Fin décembre 2020, jour 282 de la pandémie : je suis de garde aux urgences et c’est un déluge de patients atteints de la COVID-19. Un grand-père qui n’aura pas vu ses petits-enfants en 2020 et ne les reverra peut-être plus jamais, une femme ayant récemment reçu un diagnostic de cancer sous chimiothérapie, une personne vivant en itinérance infectée dans un refuge, une autre en psychose qui devra être enfermée, entourée de membres du personnel habillés en astronautes…

Comme prestataires de soins de santé, on côtoie souvent la souffrance et la mort, on pourrait dire qu’on « a l’habitude ». Mais le poids des pertes en vies humaines dues à la pandémie est insoutenable : une personne sur 1000 au Québec est décédée de la COVID-19 cette année.
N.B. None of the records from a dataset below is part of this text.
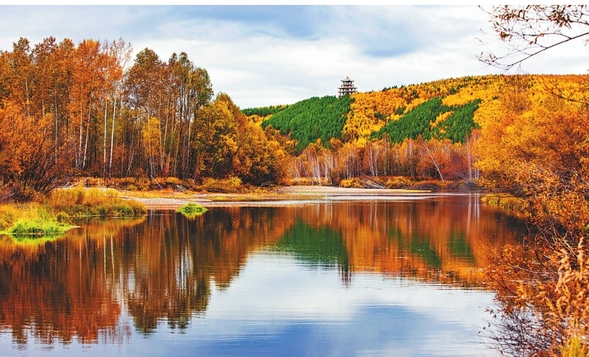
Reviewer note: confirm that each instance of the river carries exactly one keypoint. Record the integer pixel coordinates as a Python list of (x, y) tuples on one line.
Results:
[(345, 277)]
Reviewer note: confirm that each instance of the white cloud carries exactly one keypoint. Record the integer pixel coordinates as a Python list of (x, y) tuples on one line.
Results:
[(280, 55)]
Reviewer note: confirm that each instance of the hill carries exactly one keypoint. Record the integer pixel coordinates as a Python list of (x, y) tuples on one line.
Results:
[(444, 109)]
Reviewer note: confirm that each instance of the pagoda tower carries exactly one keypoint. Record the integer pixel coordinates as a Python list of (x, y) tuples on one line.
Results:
[(347, 87)]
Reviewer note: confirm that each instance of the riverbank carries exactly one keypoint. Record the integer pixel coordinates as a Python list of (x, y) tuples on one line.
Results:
[(282, 196)]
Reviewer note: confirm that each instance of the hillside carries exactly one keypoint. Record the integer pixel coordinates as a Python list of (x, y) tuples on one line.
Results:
[(444, 109)]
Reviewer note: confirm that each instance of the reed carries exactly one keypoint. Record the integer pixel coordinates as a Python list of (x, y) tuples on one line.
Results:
[(93, 202), (192, 210)]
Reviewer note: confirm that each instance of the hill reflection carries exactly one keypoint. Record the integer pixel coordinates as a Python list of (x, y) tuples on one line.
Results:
[(163, 268)]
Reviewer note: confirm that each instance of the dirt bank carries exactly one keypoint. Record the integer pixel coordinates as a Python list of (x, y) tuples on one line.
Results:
[(293, 195)]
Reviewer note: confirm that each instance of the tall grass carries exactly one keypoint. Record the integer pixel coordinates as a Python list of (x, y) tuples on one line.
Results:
[(93, 202), (192, 210), (54, 217), (30, 220)]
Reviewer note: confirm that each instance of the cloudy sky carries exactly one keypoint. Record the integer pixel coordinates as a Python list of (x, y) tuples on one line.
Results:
[(269, 55)]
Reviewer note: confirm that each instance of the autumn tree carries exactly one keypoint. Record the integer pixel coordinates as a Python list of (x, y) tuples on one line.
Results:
[(537, 149), (530, 30)]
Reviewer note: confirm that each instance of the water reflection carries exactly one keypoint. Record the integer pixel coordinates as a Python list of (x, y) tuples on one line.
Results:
[(111, 280)]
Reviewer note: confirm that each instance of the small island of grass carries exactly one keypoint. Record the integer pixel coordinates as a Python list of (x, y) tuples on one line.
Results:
[(57, 213), (192, 210)]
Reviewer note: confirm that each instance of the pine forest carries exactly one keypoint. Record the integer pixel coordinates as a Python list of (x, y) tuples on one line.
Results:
[(70, 111)]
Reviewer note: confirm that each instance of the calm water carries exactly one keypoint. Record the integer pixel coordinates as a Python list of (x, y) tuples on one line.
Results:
[(339, 278)]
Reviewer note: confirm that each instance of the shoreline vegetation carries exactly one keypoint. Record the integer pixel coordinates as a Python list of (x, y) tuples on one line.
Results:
[(55, 214)]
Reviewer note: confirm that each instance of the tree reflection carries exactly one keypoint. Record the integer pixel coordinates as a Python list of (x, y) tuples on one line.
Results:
[(163, 269)]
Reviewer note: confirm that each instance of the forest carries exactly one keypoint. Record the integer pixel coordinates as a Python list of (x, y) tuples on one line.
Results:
[(72, 111), (87, 110)]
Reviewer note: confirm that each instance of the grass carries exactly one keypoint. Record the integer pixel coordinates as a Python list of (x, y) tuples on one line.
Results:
[(30, 221), (53, 217), (192, 210), (93, 202)]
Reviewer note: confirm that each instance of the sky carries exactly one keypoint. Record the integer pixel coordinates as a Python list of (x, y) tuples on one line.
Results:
[(270, 55)]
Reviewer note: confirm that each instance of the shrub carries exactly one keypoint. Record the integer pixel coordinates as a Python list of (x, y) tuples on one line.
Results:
[(192, 210), (85, 202)]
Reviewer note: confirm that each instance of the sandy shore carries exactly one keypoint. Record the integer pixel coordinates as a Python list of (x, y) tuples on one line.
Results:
[(293, 195)]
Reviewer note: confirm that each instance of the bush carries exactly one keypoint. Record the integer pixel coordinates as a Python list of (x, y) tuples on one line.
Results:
[(231, 184), (192, 210), (86, 202)]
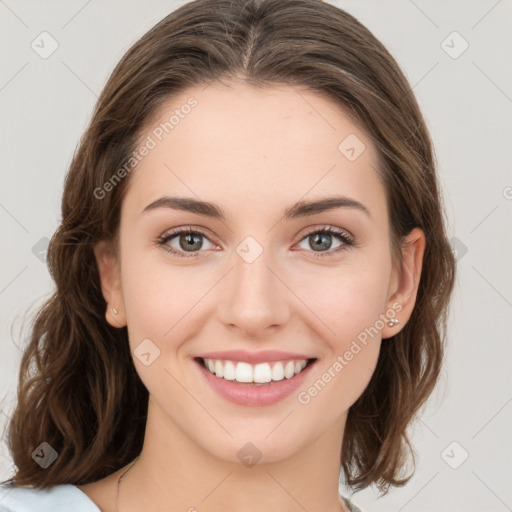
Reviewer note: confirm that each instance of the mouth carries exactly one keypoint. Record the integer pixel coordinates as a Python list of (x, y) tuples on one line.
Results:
[(260, 374), (254, 384)]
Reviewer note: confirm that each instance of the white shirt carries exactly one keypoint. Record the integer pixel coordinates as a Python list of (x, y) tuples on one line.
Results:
[(60, 498)]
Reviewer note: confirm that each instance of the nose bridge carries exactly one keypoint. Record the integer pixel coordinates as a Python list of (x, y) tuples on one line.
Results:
[(255, 298)]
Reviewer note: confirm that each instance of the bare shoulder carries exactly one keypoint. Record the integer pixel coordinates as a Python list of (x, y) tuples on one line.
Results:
[(102, 492)]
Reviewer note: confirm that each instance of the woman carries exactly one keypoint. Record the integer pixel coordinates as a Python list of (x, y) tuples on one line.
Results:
[(207, 346)]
Difficile de s’habituer à ça. Difficile aussi d’accepter que ces morts auraient pu – auraient dû – être évitées.

À l’aube d’une nouvelle année qui commence, quelles leçons tirer de la pandémie ?

De prime abord, quelques constats évidents. Un système de santé en carence chronique de personnel soignant et de ressources n’est pas soutenable. La première ligne (les ressources en CLSC, les soins à domicile, etc.) et, bien sûr, la santé publique sont essentielles. La prévention, le traçage et la quarantaine sont plus efficaces que les lits d’hôpitaux. Les personnes qui travaillent dans les abattoirs, les usines de transformation alimentaire, les fermes, le transport, les soins de santé, les garderies, les écoles – beaucoup de femmes, de personnes migrantes, notamment à statut précaire – sont essentielles et doivent bénéficier de conditions de travail sécuritaires et dignes, d’avantages sociaux et d’une rémunération adéquate.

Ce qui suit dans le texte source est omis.